The admiral’s expression turned thoughtful. “And it leaves me in something of a dilemma.”
“Sir?”
Saumarez crossed to the window and gazed down on the harbour scene. “This is a quiet station, as you know. Due mainly to the enterprise of officers of initiative such as yourself the enemy are kept cowering in their harbours and I should be grateful that one of your quality is under my command.” He turned back and regarded Kydd gravely. “Yet I cannot help but reflect that two elements converge that are in themselves unanswerable. The first, that the kingdom lies under a menace unparalleled in its history and in stern need of its most able warriors. The second, that your continued presence here will render it near impossible to achieve a distinguished action and hence preferment. In all conscience, I believe that your recent ill-usage deserves better.

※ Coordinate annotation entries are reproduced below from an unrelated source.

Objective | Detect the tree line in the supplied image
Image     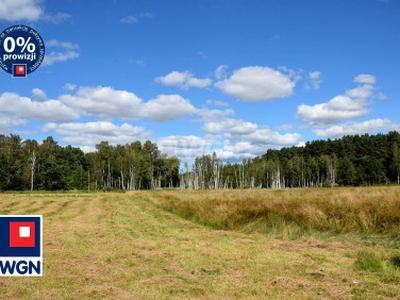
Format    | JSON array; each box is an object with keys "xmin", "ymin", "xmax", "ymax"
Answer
[{"xmin": 0, "ymin": 131, "xmax": 400, "ymax": 190}]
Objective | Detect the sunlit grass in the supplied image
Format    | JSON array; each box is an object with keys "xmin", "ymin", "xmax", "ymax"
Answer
[{"xmin": 0, "ymin": 188, "xmax": 400, "ymax": 299}]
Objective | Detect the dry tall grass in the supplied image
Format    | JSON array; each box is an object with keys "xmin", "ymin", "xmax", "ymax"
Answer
[{"xmin": 148, "ymin": 186, "xmax": 400, "ymax": 237}]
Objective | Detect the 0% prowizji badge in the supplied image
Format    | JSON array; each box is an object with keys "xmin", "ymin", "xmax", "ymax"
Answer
[{"xmin": 0, "ymin": 25, "xmax": 45, "ymax": 78}]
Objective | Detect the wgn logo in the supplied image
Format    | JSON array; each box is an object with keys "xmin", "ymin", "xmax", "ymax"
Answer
[{"xmin": 0, "ymin": 216, "xmax": 43, "ymax": 276}]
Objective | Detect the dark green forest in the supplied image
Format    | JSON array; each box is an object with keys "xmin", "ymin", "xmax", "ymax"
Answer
[{"xmin": 0, "ymin": 131, "xmax": 400, "ymax": 191}]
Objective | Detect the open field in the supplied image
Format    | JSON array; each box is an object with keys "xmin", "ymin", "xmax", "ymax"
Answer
[{"xmin": 0, "ymin": 187, "xmax": 400, "ymax": 299}]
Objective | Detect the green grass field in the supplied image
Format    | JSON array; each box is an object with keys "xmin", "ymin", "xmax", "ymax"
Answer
[{"xmin": 0, "ymin": 187, "xmax": 400, "ymax": 299}]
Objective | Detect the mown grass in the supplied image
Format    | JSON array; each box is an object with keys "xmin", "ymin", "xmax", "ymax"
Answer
[{"xmin": 0, "ymin": 188, "xmax": 400, "ymax": 299}]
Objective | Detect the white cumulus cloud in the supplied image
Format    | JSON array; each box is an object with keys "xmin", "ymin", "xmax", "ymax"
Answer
[
  {"xmin": 143, "ymin": 95, "xmax": 197, "ymax": 122},
  {"xmin": 215, "ymin": 66, "xmax": 296, "ymax": 102},
  {"xmin": 155, "ymin": 71, "xmax": 212, "ymax": 89},
  {"xmin": 42, "ymin": 121, "xmax": 151, "ymax": 147},
  {"xmin": 0, "ymin": 0, "xmax": 44, "ymax": 21},
  {"xmin": 314, "ymin": 119, "xmax": 400, "ymax": 138},
  {"xmin": 0, "ymin": 89, "xmax": 79, "ymax": 122},
  {"xmin": 296, "ymin": 75, "xmax": 375, "ymax": 124},
  {"xmin": 354, "ymin": 74, "xmax": 376, "ymax": 84},
  {"xmin": 59, "ymin": 86, "xmax": 197, "ymax": 122}
]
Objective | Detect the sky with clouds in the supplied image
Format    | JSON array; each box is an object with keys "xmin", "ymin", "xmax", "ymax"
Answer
[{"xmin": 0, "ymin": 0, "xmax": 400, "ymax": 162}]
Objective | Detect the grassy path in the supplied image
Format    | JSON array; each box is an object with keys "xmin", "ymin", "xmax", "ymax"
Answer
[{"xmin": 0, "ymin": 192, "xmax": 400, "ymax": 299}]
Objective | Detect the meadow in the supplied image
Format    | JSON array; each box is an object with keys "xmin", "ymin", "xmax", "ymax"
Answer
[{"xmin": 0, "ymin": 186, "xmax": 400, "ymax": 299}]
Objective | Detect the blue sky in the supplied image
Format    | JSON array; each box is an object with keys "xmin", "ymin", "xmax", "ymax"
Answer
[{"xmin": 0, "ymin": 0, "xmax": 400, "ymax": 162}]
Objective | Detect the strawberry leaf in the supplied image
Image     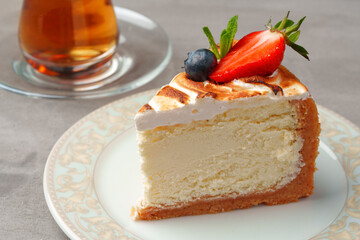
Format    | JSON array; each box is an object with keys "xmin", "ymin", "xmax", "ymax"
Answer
[
  {"xmin": 285, "ymin": 16, "xmax": 306, "ymax": 35},
  {"xmin": 220, "ymin": 29, "xmax": 232, "ymax": 58},
  {"xmin": 203, "ymin": 27, "xmax": 220, "ymax": 59},
  {"xmin": 288, "ymin": 42, "xmax": 310, "ymax": 61},
  {"xmin": 275, "ymin": 11, "xmax": 290, "ymax": 30},
  {"xmin": 273, "ymin": 19, "xmax": 294, "ymax": 30},
  {"xmin": 289, "ymin": 30, "xmax": 300, "ymax": 43},
  {"xmin": 226, "ymin": 15, "xmax": 238, "ymax": 43},
  {"xmin": 203, "ymin": 15, "xmax": 238, "ymax": 59}
]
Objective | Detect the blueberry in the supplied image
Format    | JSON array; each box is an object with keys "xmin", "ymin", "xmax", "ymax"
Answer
[{"xmin": 184, "ymin": 48, "xmax": 217, "ymax": 82}]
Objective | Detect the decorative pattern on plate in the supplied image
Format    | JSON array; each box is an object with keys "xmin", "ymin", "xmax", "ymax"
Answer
[
  {"xmin": 311, "ymin": 107, "xmax": 360, "ymax": 240},
  {"xmin": 44, "ymin": 90, "xmax": 360, "ymax": 240}
]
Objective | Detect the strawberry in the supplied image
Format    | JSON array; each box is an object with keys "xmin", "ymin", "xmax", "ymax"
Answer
[{"xmin": 209, "ymin": 12, "xmax": 309, "ymax": 83}]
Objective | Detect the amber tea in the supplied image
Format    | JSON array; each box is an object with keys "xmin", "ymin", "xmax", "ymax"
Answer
[{"xmin": 19, "ymin": 0, "xmax": 119, "ymax": 77}]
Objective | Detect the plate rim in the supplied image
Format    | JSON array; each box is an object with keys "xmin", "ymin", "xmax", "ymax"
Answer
[{"xmin": 43, "ymin": 89, "xmax": 360, "ymax": 240}]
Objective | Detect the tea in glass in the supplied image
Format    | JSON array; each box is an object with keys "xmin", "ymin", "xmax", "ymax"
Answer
[{"xmin": 19, "ymin": 0, "xmax": 119, "ymax": 81}]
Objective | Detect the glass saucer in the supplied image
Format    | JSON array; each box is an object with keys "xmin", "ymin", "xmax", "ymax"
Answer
[{"xmin": 0, "ymin": 6, "xmax": 172, "ymax": 98}]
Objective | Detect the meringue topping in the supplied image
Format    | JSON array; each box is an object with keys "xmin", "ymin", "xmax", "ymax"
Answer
[{"xmin": 135, "ymin": 66, "xmax": 309, "ymax": 131}]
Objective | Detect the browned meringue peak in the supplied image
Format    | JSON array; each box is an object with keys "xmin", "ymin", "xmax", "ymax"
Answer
[{"xmin": 139, "ymin": 66, "xmax": 308, "ymax": 113}]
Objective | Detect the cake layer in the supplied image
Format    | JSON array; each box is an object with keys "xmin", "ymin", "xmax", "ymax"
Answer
[
  {"xmin": 135, "ymin": 66, "xmax": 309, "ymax": 131},
  {"xmin": 138, "ymin": 98, "xmax": 303, "ymax": 206},
  {"xmin": 133, "ymin": 98, "xmax": 320, "ymax": 220}
]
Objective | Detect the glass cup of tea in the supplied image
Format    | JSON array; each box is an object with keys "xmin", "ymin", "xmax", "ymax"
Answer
[{"xmin": 19, "ymin": 0, "xmax": 119, "ymax": 87}]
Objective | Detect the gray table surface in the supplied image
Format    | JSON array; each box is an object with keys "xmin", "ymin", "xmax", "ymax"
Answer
[{"xmin": 0, "ymin": 0, "xmax": 360, "ymax": 239}]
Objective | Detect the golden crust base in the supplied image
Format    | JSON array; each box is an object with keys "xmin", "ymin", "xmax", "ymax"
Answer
[{"xmin": 134, "ymin": 98, "xmax": 320, "ymax": 220}]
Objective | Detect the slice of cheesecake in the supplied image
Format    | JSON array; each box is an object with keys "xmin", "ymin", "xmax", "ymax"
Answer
[{"xmin": 132, "ymin": 66, "xmax": 320, "ymax": 220}]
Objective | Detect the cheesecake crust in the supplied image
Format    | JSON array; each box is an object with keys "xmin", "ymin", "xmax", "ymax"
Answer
[{"xmin": 132, "ymin": 98, "xmax": 320, "ymax": 220}]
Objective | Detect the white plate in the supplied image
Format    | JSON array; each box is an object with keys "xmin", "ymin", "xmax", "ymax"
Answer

“Mr. Kydd, with great reluctance I’m going to have you and your ship released to the very forefront of the struggle. The Downs Squadron.”
CHAPTER 3
HOLDING BACK HIS EXCITEMENT, Kydd peered from the window of the coach as it crossed the bridge and ground up High Street past well-remembered sights from his youth. Renzi had been anxious to visit London so this time Kydd had journeyed to Guildford on his own.
They approached the Angel posting house, the coachman cracking his whip to clear a path for the Portsmouth Flyer as it wheeled round and clattered into the courtyard. The snorts of the horses echoed in the confined space and their pungent aroma lay on the air as Kydd descended and went inside. He had taken rooms at the Angel as he didn’t want to burden his mother.